Construction continues on new dining facilities at Fort McCoy through winter

Photo By Scott Sturkol | Contractors work on a new $13.5 million, 1,428-person annual training/mobilization dining facility Jan. 11, 2019, in the 1800 block at Fort McCoy, Wis. The project, coordinated by the U.S. Army Corps of Engineers, is being constructed by contractor L.S. Black Constructors of St. Paul, Minn., and is supposed to be completed in 2019. (U.S. Army Photo by Scott T. Sturkol, Public Affairs Office, Fort McCoy, Wis.)

FORT MCCOY, WI, UNITED STATES

01.15.2019

Story by Scott Sturkol                   

Fort McCoy Public Affairs Office          

Contractors continue work on two new dining facilities in 1800 and 2400 blocks of Fort McCoy through the winter.

The facility construction in the 1800 block for the new $13.5 million, 1,428-person annual training/mobilization dining facility began in May 2018 and, as of Jan. 4, was nearly 40 percent complete, said Nathan Butts, contract oversight representative with the Fort McCoy Project Office of the U.S. Army Corps of Engineers.
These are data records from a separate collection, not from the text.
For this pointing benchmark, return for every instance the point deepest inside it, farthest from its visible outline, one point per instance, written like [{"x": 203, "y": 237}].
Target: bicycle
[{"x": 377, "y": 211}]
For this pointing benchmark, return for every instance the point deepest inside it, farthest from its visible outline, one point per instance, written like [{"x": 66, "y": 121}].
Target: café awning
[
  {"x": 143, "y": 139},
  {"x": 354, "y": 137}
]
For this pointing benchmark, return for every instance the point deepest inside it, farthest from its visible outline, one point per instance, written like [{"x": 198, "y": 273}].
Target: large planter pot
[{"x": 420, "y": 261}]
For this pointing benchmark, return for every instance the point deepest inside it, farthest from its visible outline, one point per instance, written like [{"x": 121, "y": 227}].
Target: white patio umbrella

The project is being constructed by contractor L.S. Black Constructors of St. Paul, Minn.

The construction of the facility in the 2400 block, also a new 1,428-person annual training/mobilization dining facility, began in July 2018. The Louisville, Ky., office of USACE awarded a $12.3 million contract in May for the construction this facility, Butts said.
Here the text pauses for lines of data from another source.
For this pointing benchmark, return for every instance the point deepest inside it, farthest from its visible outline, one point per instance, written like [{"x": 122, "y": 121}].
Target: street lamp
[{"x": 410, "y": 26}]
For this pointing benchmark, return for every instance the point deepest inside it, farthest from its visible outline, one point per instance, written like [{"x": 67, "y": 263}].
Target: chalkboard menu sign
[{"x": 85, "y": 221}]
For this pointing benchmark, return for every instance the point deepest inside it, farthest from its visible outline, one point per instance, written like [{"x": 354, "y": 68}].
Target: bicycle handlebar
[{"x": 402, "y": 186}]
The contract also was awarded to L.S. Black Constructors Inc. As of Jan 11, this facility was at approximately 19 percent complete.

According to the contract scope of work for each facility, the new facilities will be built with food preparation and cooking areas; an entrance/control area; and serving, dining, dishwashing, administration, and locker areas. It will also have a state-of-the-art waste-disposal system, a receiving and loading dock, cold and dry storage, and more.

Once completed, these dining facilities will be the fifth and sixth brick-and-mortar dining facilities on post. Additionally, Army Corps of Engineer officials said building a dining facility is different than building other types of facilities and generally takes longer.

“These facilities require lots of specialty equipment, which means additional time is needed to build the connections and lines for that equipment into the infrastructure,” said Nathan Butts, contract oversight representative with the Army Corps of Engineers.

Fort McCoy Food Service Manager Andy Pisney with the Logistics Readiness Center Supply and Services Division said the new dining facilities are needed and will increase food-service capabilities. Pisney’s office oversees the food-service contract for Fort McCoy dining facilities.

When the facilities are done, they will be more of a unit-operated dining facility, Pisney said. It will really work well, he said, for larger units that currently might sign out two or three of the installation’s World War II-era facilities to feed troops.”

The facilities are being built on several acres of land. They will have a large parking lot and plenty of space for customers.

Both facilities are expected to be complete later in the year.